A short story about Hugo template files and Markdown file extensions.

Brief overview of archetypes in Hugo

The current version of my personal blog is built with Hugo, a static site generator. Hugo has the concept of archetypes, which are template files used to create new content types with the hugo new command. It saves you having to copy and paste customised front matter (the YAML, TOML or JSON data at the top of the file) or other custom content every time you create a new post.

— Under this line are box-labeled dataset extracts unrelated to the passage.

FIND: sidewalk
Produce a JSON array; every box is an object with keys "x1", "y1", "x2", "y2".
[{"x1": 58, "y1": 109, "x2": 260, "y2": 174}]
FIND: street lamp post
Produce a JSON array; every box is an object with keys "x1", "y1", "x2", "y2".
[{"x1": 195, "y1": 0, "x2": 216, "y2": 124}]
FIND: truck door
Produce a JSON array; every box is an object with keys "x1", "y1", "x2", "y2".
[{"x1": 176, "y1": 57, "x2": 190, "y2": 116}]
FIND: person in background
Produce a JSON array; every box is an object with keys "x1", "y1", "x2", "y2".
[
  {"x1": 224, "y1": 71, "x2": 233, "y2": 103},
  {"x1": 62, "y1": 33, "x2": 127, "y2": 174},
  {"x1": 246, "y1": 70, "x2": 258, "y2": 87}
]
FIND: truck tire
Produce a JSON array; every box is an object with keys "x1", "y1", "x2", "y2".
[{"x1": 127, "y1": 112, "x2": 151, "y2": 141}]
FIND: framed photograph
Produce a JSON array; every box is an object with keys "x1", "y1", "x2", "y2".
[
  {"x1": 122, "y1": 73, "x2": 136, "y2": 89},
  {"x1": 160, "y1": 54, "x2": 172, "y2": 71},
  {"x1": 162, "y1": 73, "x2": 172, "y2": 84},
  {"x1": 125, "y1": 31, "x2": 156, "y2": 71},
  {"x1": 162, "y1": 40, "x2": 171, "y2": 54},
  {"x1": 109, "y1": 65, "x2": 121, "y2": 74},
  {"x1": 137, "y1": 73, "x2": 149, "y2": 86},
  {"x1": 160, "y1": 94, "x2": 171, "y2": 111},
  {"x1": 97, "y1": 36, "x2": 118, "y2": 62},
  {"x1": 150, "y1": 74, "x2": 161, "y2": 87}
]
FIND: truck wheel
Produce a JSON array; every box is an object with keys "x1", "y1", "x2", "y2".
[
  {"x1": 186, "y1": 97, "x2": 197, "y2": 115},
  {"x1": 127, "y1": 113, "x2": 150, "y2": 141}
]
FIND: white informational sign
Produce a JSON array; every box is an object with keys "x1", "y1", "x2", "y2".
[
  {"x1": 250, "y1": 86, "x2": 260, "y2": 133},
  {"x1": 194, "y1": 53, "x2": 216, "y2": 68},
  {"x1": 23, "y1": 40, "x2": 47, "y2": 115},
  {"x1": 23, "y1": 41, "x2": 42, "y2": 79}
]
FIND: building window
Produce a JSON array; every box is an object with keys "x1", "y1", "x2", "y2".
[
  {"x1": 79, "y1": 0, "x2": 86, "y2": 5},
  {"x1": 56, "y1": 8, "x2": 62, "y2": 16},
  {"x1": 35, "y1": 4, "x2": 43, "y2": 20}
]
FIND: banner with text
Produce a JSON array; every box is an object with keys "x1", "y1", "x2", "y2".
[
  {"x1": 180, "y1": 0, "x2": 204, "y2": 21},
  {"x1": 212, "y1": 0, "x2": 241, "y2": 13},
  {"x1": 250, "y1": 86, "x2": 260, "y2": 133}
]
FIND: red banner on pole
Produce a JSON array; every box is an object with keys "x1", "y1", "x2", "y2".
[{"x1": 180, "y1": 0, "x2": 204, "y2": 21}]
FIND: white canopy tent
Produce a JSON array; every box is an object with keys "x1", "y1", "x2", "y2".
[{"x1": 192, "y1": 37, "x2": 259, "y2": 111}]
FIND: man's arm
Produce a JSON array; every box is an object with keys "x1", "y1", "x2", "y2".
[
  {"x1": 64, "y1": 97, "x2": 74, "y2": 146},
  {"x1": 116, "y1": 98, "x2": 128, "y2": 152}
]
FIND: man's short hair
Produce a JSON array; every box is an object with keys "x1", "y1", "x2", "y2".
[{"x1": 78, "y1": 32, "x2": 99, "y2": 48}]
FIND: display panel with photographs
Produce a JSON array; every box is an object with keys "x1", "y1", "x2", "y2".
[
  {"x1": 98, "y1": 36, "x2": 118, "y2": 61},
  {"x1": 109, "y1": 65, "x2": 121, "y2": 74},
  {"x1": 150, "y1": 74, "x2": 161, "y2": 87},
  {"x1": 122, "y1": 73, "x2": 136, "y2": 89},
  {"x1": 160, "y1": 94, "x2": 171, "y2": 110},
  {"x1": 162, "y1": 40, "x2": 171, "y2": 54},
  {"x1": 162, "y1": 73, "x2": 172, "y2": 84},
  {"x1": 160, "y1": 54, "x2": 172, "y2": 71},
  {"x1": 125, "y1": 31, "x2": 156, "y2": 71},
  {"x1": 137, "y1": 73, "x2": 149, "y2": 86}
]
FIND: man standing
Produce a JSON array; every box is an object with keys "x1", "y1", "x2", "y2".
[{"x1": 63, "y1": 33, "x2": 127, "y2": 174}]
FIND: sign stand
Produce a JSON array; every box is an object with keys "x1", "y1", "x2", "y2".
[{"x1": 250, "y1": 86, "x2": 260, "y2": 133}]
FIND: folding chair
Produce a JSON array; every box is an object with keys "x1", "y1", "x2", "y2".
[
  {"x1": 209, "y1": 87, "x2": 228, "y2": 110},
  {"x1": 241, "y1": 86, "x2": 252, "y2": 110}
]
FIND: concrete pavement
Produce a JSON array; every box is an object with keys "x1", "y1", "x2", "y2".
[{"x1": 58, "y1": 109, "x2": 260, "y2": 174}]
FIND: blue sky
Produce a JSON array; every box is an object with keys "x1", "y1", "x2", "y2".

Each content type in your Hugo site can have its own archetype template. For example, on my site I create standard blog posts and also custom diary style posts, as content types blog and dev-diary. When I type the command hugo new dev-diary/example-post.md I want the file created to have different YAML fields than one created with hugo new blog/example-post.md

The previous version of my blog was built with Jekyll, and I built my own Yeoman generator in order to achieve the same result as Hugo’s archetypes feature (plus it was a fun side-project). Archetypes have been a lot simpler to work with than a hand-made Yeoman generator, except for this one problem I was having.

The issue

I dutifully followed the instructions to create an archetype file from Hugo’s docs and added it in the archetypes directory of my site, so it looked like this:

├── default.md
└── blog.md

I used the command hugo new blog/post.markdown but my new “blog” archetype wasn’t being used. Instead, the new post used the “default” archetype. I was intermittently having success with it using different filenames but couldn’t work out why. I thought using the “-kind” flag helped but it turned out to be a red herring. I abandoned custom archetypes for a time, although still checked my broken attempts into my blog site repo (because why not?).

The facepalm moment 💡

I recently renamed one of my content types (interesting to dev-diary) and changed the format of my filenames and magically my archetypes began working! But why?

The markdown file extension of my new content file wasn’t matching the extension of the archetype 🤦‍♀️

By using the command hugo new blog/post.markdown, the blog archetype wasn’t being invoked correctly, because it had a different file extension to the template file, i.e. archetypes/blog.md. The mismatch between “.markdown” and “.md” extensions caused the archetypes to fail.

Instead I needed to use hugo new blog/post.md and match the markdown file suffixes.

Both “.markdown” and “.md” are valid extensions for Markdown files and I use them interchangeably. Perhaps the “.markdown” extension isn’t intended to work with archetypes through a choice from the Hugo team, but this definitely stumped me for a while!